Re: [PATCH v2 0/5] Allocate memmap from hotadded memory

Rashmica Gupta <rashmica.g@xxxxxxxxx> · Tue, 30 Jul 2019 17:08:15 +1000



On Mon, 2019-07-29 at 10:06 +0200, David Hildenbrand wrote:
> > > Of course, other interfaces might make sense.
> > > 
> > > You can then start using these memory blocks and hinder them from
> > > getting onlined (as a safety net) via memory notifiers.
> > > 
> > > That would at least avoid you having to call
> > > add_memory/remove_memory/offline_pages/device_online/modifying
> > > memblock
> > > states manually.
> > 
> > I see what you're saying and that definitely sounds safer.
> > 
> > We would still need to call remove_memory and add_memory from
> > memtrace
> > as
> > just offlining memory doesn't remove it from the linear page tables
> > (if 
> > it's still in the page tables then hardware can prefetch it and if
> > hardware tracing is using it then the box checkstops).
> 
> That prefetching part is interesting (and nasty as well).

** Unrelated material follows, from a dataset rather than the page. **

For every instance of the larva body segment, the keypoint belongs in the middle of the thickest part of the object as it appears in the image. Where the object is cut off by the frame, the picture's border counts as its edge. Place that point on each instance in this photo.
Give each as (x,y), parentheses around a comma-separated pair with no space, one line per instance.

If we could
> at
> least get rid of the manual onlining/offlining, I would be able to
> sleep
> better at night ;) One step at a time.
>

Ok, I'll get to that soon :)

> > > (binding the memory block devices to a driver would be nicer, but
> > > the
> > > infrastructure is not really there yet - we have no such drivers
> > > in
> > > place yet)
> > > 
> > > > I don't know the mm code nor how the notifiers work very well
> > > > so I
> > > > can't quite see how the above would work. I'm assuming memtrace
> > > > would
> > > > register a hotplug notifier and when memory is offlined from
> > > > userspace,
> > > > the callback func in memtrace would be called if the priority
> > > > was
> > > > high
> > > > enough? But how do we know that the memory being offlined is
> > > > intended
> > > > for usto touch? Is there a way to offline memory from userspace
> > > > not
> > > > using sysfs or have I missed something in the sysfs interface?
> > > 
> > > The notifier would really only be used to hinder onlining as a
> > > safety
> > > net. User space prepares (offlines) the memory blocks and then
> > > tells
> > > the
> > > drivers which memory blocks to use.
> > > 
> > > > On a second read, perhaps you are assuming that memtrace is
> > > > used
> > > > after
> > > > adding new memory at runtime? If so, that is not the case. If
> > > > not,
> > > > then
> > > > would you be able to clarify what I'm not seeing?
> > > 
> > > The main problem I see is that you are calling
> > > add_memory/remove_memory() on memory your device driver doesn't
> > > own.
> > > It
> > > could reside on a DIMM if I am not mistaking (or later on
> > > paravirtualized memory devices like virtio-mem if I ever get to
> > > implement them ;) ).
> > 
> > This is just for baremetal/powernv so shouldn't affect virtual
> > memory
> > devices.
> 
> Good to now.
> 
> > > How is it guaranteed that the memory you are allocating does not
> > > reside
> > > on a DIMM for example added via add_memory() by the ACPI driver?
> > 
> > Good point. We don't have ACPI on powernv but currently this would
> > try
> > to remove memory from any online memory node, not just the ones
> > that
> > are backed by RAM. oops.
> 
> Okay, so essentially no memory hotplug/unplug along with memtrace.
> (can
> we document that somewhere?). I think
> add_memory()/try_remove_memory()
> could be tolerable in these environments (as it's only boot memory).
>
Sure thing.